Base de conocimientos de prácticas
Team Charter
Team Charter fija los objetivos, roles, reglas de comunicación y toma de decisiones, para que el equipo pueda verificar los acuerdos comunes en el trabajo diario.
Secciones de la documentación
Qué es
Team Charter es un breve acuerdo de equipo sobre cómo trabajan juntos. En él se fijan los objetivos, roles, canales de comunicación, reglas de decisión, expectativas de calidad y el método para resolver desacuerdos. La práctica ayuda cuando los acuerdos existen solo en conversaciones orales y cada uno los interpreta a su manera. Es más útil al nivel de un solo equipo, donde los miembros realmente pueden cambiar sus propias reglas de trabajo.
Cuándo ayuda
- Los miembros entienden el objetivo del equipo de manera diferente y discuten sobre prioridades en cada nuevo ciclo de trabajo.
- Las decisiones se pierden en los chats y el equipo vuelve a discutir cuestiones ya acordadas.
- Los nuevos miembros tardan en descubrir las reglas no escritas: a quién escribir, dónde registrar las tareas y quién toma la decisión final.
- Los conflictos se discuten en privado porque no hay un método acordado para resolver los desacuerdos.
- La calidad del resultado depende de hábitos personales, no de expectativas de equipo claras.
Cómo empezar
- 1 Elige al propietario del documento: normalmente es el responsable del equipo o un facilitador, quien recopilará el borrador y llevará la discusión hasta una decisión.
- 2 Realiza una breve sesión de trabajo y anota el objetivo del equipo, los resultados clave, los roles principales y las zonas de responsabilidad.
- 3 Establece las reglas de comunicación: qué temas van al chat, cuáles a reuniones, dónde se guardan las decisiones y en qué plazos responde el equipo entre sí.
- 4 Describe cómo toma decisiones el equipo y qué hacer si los miembros no están de acuerdo: quién decide, a quién hay que escuchar y dónde se registra el resultado.
- 5 Prueba el documento en la próxima tarea real y elimina los puntos que el equipo no está listo para implementar en la práctica.
Efecto esperado
El equipo obtiene un texto común de acuerdos al que se puede recurrir en caso de disputa, onboarding o cambio de prioridades. Esto reduce las negociaciones repetidas, hace más explícitas las expectativas de roles y calidad, y ayuda al responsable a discutir los problemas a través de las reglas, no mediante reclamos personales.
Errores comunes
- Hacer el documento demasiado largo: los miembros dejan de usarlo si es difícil encontrar rápidamente una regla de trabajo.
- Copiar una plantilla sin discusión: las normas formales no funcionan si el equipo no las ha adoptado como propias.
- No designar a un responsable de la actualización: los acuerdos quedan obsoletos tras cambios en la composición, objetivos o proceso.
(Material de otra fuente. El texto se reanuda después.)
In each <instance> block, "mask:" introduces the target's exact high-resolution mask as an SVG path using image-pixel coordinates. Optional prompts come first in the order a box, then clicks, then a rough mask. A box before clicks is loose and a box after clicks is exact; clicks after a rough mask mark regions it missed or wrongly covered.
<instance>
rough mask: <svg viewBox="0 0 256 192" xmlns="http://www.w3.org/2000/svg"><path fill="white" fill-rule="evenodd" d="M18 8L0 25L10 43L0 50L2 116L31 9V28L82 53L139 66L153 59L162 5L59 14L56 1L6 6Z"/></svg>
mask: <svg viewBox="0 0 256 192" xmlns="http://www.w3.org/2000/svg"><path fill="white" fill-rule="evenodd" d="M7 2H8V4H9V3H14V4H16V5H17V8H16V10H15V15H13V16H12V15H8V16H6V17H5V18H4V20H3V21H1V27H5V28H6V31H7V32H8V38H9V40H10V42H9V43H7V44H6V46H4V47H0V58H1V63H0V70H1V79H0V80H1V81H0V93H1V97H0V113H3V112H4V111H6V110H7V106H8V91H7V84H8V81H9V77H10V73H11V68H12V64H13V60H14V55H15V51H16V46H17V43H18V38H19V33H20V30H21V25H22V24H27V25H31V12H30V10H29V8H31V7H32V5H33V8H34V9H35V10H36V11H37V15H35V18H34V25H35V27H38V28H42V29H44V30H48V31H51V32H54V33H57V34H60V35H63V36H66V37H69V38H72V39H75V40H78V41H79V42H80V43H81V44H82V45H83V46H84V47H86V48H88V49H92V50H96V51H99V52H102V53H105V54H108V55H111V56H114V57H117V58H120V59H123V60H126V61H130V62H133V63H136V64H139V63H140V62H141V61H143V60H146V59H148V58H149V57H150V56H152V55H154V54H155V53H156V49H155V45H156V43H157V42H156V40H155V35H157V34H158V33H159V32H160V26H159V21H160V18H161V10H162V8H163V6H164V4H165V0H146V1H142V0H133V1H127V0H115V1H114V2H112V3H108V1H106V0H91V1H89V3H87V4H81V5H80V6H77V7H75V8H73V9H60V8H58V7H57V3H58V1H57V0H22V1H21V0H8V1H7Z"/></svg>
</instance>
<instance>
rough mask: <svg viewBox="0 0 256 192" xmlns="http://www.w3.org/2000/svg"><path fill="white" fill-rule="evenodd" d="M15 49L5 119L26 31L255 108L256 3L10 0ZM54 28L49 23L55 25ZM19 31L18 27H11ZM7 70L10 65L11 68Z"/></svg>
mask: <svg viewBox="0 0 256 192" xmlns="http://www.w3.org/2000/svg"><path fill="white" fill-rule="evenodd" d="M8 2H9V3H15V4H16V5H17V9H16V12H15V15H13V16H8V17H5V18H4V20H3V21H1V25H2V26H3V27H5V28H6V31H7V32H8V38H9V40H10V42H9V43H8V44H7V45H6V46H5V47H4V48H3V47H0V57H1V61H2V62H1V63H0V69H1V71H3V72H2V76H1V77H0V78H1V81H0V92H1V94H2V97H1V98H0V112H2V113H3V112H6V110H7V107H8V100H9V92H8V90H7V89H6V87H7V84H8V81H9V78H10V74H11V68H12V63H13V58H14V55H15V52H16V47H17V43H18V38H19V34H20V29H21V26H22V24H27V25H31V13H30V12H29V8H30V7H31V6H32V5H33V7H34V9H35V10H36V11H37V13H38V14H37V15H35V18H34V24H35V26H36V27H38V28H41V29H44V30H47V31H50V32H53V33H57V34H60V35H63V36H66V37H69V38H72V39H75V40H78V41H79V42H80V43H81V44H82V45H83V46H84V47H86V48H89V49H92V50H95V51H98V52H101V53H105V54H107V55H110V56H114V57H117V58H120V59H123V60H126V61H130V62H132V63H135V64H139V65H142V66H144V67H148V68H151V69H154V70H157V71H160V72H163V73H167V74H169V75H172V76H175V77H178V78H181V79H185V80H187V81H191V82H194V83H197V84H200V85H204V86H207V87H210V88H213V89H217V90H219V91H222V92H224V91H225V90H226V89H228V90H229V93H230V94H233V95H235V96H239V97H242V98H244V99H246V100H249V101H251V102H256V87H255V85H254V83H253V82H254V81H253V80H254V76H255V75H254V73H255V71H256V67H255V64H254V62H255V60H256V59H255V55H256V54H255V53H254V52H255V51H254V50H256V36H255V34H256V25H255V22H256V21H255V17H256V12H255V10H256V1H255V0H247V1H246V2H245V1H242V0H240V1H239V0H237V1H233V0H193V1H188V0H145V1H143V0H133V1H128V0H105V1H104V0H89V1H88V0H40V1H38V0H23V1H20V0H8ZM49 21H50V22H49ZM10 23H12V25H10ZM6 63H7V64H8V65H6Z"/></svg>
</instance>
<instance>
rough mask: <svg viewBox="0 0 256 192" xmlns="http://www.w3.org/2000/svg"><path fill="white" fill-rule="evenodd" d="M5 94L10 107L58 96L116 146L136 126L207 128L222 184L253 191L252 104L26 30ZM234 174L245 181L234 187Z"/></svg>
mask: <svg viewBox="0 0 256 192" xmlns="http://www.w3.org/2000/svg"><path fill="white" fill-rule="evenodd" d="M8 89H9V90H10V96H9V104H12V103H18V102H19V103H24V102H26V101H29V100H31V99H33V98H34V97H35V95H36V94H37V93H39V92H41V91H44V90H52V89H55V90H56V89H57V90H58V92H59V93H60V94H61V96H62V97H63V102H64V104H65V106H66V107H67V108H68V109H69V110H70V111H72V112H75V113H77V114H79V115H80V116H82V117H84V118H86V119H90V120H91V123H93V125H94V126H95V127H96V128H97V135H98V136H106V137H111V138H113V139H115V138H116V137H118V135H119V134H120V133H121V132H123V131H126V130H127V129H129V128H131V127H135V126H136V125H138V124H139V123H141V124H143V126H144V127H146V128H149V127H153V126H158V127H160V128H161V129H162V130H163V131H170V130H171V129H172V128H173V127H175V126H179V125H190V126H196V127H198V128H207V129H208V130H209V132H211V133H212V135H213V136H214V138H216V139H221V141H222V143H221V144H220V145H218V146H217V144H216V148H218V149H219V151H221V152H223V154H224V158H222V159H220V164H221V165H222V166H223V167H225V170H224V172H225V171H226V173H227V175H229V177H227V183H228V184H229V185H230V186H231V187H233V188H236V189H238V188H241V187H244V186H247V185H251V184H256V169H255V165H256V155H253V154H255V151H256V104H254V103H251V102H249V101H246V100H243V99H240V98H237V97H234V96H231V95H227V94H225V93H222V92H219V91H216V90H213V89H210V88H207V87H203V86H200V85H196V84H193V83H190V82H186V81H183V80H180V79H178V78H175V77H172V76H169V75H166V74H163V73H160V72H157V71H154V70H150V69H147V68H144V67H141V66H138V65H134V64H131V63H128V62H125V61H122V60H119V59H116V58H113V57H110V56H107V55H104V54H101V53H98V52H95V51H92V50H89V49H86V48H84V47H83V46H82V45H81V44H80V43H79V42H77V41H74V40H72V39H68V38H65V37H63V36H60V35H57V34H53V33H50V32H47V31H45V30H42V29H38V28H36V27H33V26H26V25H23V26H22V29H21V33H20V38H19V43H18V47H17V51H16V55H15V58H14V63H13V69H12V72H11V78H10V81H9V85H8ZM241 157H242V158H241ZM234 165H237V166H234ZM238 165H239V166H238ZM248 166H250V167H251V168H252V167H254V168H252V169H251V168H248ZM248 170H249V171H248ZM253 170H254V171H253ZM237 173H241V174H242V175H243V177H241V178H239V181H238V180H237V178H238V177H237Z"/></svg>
- Usar el charter como una forma de castigo, no como un apoyo para una conversación tranquila sobre las reglas de trabajo.
- Establecer reglas ideales que el equipo no puede cumplir bajo la carga de trabajo o las atribuciones actuales.
Lecturas adicionales
- Libro: Patrick Lencioni, The Five Dysfunctions of a Team
- Libro: J. Richard Hackman, Leading Teams
- Investigación: Google re:Work, los cinco factores de eficacia de los equipos
- Libro: Roger Schwarz, The Skilled Facilitator
FAQ
¿Quién debe ser el propietario del Team Charter?
Normalmente empieza el responsable del equipo, pero el documento debe pertenecer a todo el equipo. El propietario se encarga de la actualización, y las reglas las discuten y aprueban los miembros que las van a utilizar.
¿Se puede empezar sin un facilitador externo?
Sí. Basta con reunir al equipo, repasar los objetivos, roles, comunicaciones, decisiones y conflictos, y luego escribir solo las reglas que los miembros estén dispuestos a aplicar de inmediato.
¿Cómo saber si el charter funciona?
El equipo empieza a referirse a él en situaciones laborales reales: al disputar una decisión, al incorporar a un nuevo miembro, al elegir un canal de comunicación o al discutir la calidad del resultado. Si nadie abre el documento, hay que simplificarlo o actualizarlo.
¿Qué hacer si parte del equipo se resiste a fijar reglas?
Empieza por los casos concretos que generan dolor: decisiones perdidas, largas negociaciones, diferentes expectativas de calidad. No discutas una disciplina abstracta, sino qué reglas eliminarán las fricciones recurrentes.